元史演義自序(自序)

元史編纂の来歴と欠陥

  • 元史は歴代の正史のなかでも欠落が多い。蒙古族は文字記録に乏しく、建国後もしばらくは蒙古語・現地語のみで、士大夫が読みこなせなかった。
  • 世祖の代になってようやく実録が整い、寧宗までの十三朝分が残ったが、世祖以前は簡略、世祖以後も善事は詳しく悪事は略すという偏りがあった。
  • 明の洪武二年、元十三朝の実録をもとに元史編纂が始まり、李善長が監修、宋濂・王禕が総裁となり、わずか半年で書き上げられた。ただし順帝一代分は未整備で、翌年儒者を北平に派遣して遺事を採集し、再び半年で完成させたため、当初から杜撰との批判があった。
  • 徐一夔が王禕に宛てた書簡でも、元は日暦・起居注の制度を欠き、中書の時政科が簡略な記録を史館に渡すのみで、とくに順帝朝は実録すら無く聞き取りに頼ったため、事実の正確さも記述の一貫性も保証できないと指摘されている。

後代の補訂資料

  • 明清期には『通鑑綱目』続編、『元史続編』(通鑑)、『紀事本末』などが編まれたが、採る事実は正史の範囲を出ず、欠落はそのまま残った。
  • 『皇元聖武親征録』『元秘史』は太祖・太宗の事跡を記すが文体が卑俗で省略が多く、『丙子平宋録』『庚申外史』も世祖・順帝の一面を伝えるのみ。

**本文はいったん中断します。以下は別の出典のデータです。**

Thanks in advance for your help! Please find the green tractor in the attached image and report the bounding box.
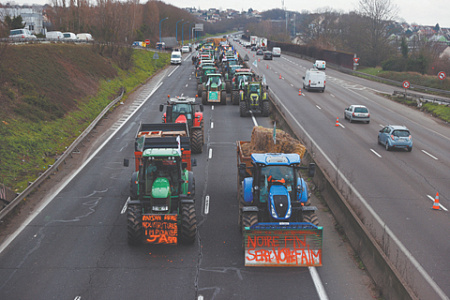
[239,81,270,117]
[201,74,227,105]
[231,69,256,105]
[124,148,197,245]
[197,64,217,97]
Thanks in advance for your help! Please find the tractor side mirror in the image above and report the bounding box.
[308,163,316,177]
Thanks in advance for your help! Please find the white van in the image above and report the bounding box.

『元朝名臣事略』『元儒考略』も同様に限定的。
  • 近年では洪鈞『元史訳文証補』が西洋の史書を訳出して元史の誤りを正す点で有用だが、定宗・憲宗の代までしか扱わない。『蒙韃備録』『蒙古源流』も秘史の類にとどまる。

著者の執筆動機

  • 著者は東西の史籍訳本を読み、蒙古の西征や四汗国の分封・興亡について中国側の史書より詳しいことに気づき、中国の記録の欠を補う意義を感じた。
  • 当初は中西の史料を融合して「元代野乗」を編もうとしたが、力及ばず、事実に基づきつつ通俗の語り口で全六十回の演義とした。正史に載る事項は取捨して引用し、載らない事項も広く採って多くを演義に組み入れたと述べる。

評語

本節自体が自序であり、著者が編纂の由来・執筆方針・資料の限界を読者に説明する内容。中華民国九年一月、古越の蔡東帆(東帆)が上海の寓居で記したとする識語で結ばれる。